Nous sommes le 10 avril 1996 lorsque le groupe de Seattle se rend au Majestic Theatre de Brooklyn, New York, pour l’enregistrement de ce fameux concert acoustique. À l’époque, bien que le groupe ait sorti l’année précédente un troisième album particulièrement chouette, Alice In Chains n’a pas mis les pieds sur scène depuis plus de deux ans et demi et revient alors sous le feux (modéré, on y reviendra plus tard) des projecteurs avec à sa tête un Layne Staley toujours très en voix et plein d’humour mais pourtant quelque peu effacé derrière ses grosses lunettes noires et son attitude plus réservée qu’à l’accoutumé (attitude induite par l’exercice, j’en conviens). En proie à ses propres démons depuis déjà plusieurs années, le chanteur ne donne pas spécialement l’impression d’en avoir terminé avec son problème d’addiction à l’héroïne.
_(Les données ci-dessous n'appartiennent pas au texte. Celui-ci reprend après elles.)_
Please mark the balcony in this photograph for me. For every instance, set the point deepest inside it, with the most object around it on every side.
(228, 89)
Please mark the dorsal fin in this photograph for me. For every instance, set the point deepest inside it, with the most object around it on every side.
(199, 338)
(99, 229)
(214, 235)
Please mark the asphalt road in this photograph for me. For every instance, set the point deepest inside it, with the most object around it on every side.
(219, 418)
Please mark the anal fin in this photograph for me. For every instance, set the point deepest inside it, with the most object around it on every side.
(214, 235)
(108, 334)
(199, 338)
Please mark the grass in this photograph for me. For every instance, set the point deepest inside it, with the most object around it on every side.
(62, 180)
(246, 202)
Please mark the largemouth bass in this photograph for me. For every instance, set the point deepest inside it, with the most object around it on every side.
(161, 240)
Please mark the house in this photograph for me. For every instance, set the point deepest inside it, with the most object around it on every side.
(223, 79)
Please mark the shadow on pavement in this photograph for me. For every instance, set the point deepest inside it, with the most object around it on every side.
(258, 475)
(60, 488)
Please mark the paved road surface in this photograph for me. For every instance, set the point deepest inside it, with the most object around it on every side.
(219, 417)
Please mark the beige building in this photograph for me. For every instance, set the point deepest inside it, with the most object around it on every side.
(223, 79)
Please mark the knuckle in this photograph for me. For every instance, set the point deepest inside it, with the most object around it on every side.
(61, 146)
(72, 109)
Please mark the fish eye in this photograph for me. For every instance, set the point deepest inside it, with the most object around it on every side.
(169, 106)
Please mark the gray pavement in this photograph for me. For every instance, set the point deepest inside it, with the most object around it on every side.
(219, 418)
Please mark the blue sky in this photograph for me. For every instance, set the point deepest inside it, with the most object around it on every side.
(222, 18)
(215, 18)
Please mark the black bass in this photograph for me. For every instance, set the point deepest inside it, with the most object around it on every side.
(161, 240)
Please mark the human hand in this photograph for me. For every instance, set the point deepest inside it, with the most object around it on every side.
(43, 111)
Et c’est effectivement loin d’être le cas puisqu’il fera une overdose (dont il se remettra) quelques mois plus tard lors d’une mini-tournée en première partie de Kiss. Si ce
MTV Unplugged n’est donc pas tout à fait le dernier témoignage audio de Layne Staley (Alice In Chains enregistrera en 1998 deux titres inédits, "Get Born Again" et "Died", pour la compilation
Music Bank), il figure néanmoins parmi les derniers véritables instants documentés du groupe. Un statut qui forcément lui confère une aura un petit peu particulière.
C’est dans une atmosphère tamisée, à la lueur de bougies achetées par Layne dans un magasin de Seattle, que les membres d’Alice In Chains entrent timidement et à tour de rôle sur scène sous un tonnerre d’applaudissements et de cris particulièrement chaleureux. Ceux qui lisent les crédits ou on déjà vu ce live en vidéo (chose que je vous conseille d’ailleurs vivement dans la mesure où certaines séquences plus légères et informelles ayant eu lieu entre certains morceaux ont été coupées sur la version CD) savent également que le groupe a été rejoint pour l’occasion par un second guitariste en la personne de Scott Olson venu prêter main forte à Jerry Cantrell afin d’assurer toutes ces autres parties de guitare qu’il ne peut évidemment pas tenir seul dans de telles conditions. Enfin pour en terminer avec ces anecdotes de plateau, notons, outre les premières mesures de "Enter Sandman" dispensées en conclusion de "No Excuses", cette phrase cryptique laissée par Mike Inez sur sa basse et adressée justement à leurs grands copains de Metallica dont certains figurent d’ailleurs parmi les heureux spectateurs. Cette phrase :
"Friends Don't Let Friends Get Friends Haircuts" n’est ni plus ni moins qu’une pique évidente à l‘adresse des Four Horsemen qui arborent à la sortie de
Load ces nouvelles coupes de cheveux de rockers bien rangés.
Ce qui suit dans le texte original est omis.